Enzyme internal error while running neural ODE with Lux + Enzyme

heyyeahcrow commented 3 days ago

Hi,

I tried to use AutoEnzyme as an optimizer to build a neural network to predict parameters for ODEs following the example of DiffEqFlux, but it turned out to return an Enzyme internal error and a bunch of LLVM computations.

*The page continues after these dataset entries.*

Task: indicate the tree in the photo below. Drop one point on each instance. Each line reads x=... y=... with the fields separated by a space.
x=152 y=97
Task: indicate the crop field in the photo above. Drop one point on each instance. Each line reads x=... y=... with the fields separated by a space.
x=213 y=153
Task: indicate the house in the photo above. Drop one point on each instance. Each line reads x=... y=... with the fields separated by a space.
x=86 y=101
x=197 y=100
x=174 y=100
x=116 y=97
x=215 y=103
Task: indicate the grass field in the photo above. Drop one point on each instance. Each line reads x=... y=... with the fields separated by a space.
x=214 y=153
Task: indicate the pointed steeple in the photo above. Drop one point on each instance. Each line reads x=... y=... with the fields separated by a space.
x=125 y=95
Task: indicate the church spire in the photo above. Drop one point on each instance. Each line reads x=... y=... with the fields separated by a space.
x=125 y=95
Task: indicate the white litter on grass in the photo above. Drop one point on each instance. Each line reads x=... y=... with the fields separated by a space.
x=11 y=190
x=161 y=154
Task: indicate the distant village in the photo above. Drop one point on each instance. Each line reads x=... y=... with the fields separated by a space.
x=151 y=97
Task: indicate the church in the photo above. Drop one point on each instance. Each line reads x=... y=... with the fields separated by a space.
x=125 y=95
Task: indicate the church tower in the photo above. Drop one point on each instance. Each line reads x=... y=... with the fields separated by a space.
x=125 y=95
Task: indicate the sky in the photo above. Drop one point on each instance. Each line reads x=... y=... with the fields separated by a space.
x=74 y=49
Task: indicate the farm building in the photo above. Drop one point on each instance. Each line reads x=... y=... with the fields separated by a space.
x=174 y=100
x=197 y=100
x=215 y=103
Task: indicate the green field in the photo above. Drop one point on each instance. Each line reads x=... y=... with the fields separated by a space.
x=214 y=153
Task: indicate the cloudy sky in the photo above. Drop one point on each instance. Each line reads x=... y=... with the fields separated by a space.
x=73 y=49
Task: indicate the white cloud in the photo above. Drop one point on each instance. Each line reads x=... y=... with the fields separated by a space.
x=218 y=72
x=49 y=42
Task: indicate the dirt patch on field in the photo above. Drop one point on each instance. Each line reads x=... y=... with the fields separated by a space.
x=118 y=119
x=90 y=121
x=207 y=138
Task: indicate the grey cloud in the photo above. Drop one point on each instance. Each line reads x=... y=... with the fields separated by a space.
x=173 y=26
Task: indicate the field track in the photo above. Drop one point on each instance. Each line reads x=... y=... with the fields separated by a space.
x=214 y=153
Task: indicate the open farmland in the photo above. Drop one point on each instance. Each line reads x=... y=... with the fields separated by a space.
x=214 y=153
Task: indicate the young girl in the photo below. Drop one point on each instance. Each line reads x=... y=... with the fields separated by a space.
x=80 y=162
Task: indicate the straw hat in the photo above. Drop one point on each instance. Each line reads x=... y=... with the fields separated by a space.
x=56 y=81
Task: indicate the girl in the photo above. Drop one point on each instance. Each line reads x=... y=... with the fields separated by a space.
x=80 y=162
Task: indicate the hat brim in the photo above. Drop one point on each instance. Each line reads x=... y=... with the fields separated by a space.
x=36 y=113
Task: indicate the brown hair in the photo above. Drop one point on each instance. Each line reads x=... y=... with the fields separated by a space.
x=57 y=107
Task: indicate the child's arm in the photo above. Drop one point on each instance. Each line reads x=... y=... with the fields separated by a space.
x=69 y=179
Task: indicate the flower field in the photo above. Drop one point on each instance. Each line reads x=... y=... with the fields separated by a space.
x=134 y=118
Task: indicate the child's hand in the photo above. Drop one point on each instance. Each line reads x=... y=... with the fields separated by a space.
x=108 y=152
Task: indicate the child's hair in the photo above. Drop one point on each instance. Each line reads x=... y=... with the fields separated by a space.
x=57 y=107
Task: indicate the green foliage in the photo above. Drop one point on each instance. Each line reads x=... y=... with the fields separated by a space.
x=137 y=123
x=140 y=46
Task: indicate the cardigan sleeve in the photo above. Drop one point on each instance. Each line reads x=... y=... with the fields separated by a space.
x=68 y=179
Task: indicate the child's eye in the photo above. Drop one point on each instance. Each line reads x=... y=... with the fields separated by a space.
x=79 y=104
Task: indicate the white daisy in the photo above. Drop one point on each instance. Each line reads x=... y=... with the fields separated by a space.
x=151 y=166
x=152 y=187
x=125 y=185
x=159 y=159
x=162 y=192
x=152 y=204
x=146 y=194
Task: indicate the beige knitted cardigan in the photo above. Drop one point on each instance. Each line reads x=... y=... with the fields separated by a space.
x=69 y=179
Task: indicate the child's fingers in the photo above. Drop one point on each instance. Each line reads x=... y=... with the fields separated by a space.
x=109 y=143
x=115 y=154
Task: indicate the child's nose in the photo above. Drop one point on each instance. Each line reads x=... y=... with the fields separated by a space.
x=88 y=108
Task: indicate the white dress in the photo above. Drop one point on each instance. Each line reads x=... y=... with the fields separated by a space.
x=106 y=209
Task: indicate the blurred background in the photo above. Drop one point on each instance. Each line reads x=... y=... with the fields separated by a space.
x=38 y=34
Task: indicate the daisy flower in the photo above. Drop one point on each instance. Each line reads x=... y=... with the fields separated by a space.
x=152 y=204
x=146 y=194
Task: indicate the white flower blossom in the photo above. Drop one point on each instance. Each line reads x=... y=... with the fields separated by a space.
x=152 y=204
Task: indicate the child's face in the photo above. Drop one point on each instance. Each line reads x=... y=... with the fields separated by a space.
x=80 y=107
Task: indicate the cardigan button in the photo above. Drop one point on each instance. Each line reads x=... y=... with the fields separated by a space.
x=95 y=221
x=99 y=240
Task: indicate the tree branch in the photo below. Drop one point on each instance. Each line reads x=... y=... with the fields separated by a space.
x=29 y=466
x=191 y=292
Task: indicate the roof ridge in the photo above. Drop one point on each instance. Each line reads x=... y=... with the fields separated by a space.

using Lux, DiffEqFlux, OrdinaryDiffEq, Plots, Printf, Statistics
using ComponentArrays
using Optimization, OptimizationOptimisers
using Enzyme
using Dates
using Random
using StaticArrays

function evolve!(dc, c, p, t)
    p1 = p[1]
    p2 = p[2]
    dc .= c .* p2 * p1
end

function simulate(i1, i2, a, b, t_span)
    p2 = exp(-i2 * a)
    p1 = i1 * b
    p = (p1, p2)
    c0 = [1.0 0.0; 1.0 0.0]
    prob = ODEProblem(evolve!, c0, t_span, p)
    sol = solve(prob, Euler(), save_everystep=false, dt = 0.5)
    return Array(sol[end])
end

rng = Xoshiro(0)
b = [0.0 1.0; 1.0 0.0]
a = 0.6
n = length(b[1, :])
i1 = 0.18
i2 = 2.5 
timespan = (0.0, 5.0)
ans = simulate(i1, i2, a, b, timespan)

display(ans)

inputs = [i1, i2]
input_size = length(inputs)
output_size = length(a) + length(b)
nn = Chain(
    Dense(input_size, input_size*3*n, tanh),
    Dense(input_size*3*n, output_size*2, tanh),
    Dense(output_size*2, output_size, sigmoid)
)

u, st = Lux.setup(rng, nn)

function predict_neuralode(u)
    # Get parameters from the neural network
    output, outst = nn(inputs, u, st)
    # Segregate the output
    p_a = output[1]
    pp_b = output[length(a)+1:end]
    p_b = zeros(n, n)
    index = 1
    for i in 1:n
        for j in 1:n
            p_b[i, j] = pp_b[index]
            index += 1
        end
    end
    nn_output = [p_a, p_b]
    println("nn_output: ", nn_output)
    pred = simulate(i1, i2, p_a, p_b, timespan)
    return Array(pred)
end

function loss_neuralode(ans, u)
    pred = predict_neuralode(u)
    loss = sum(abs2, ans .- pred)
    return loss, pred
end

loss, pred = loss_neuralode(ans, u)

loss_values = Float64[]
callback = function (p, l, pred; doplot = false)
    println(l)
    push!(loss_values, l)
end

pinit = ComponentArray(u)
callback(pinit, loss_neuralode(ans, pinit)...)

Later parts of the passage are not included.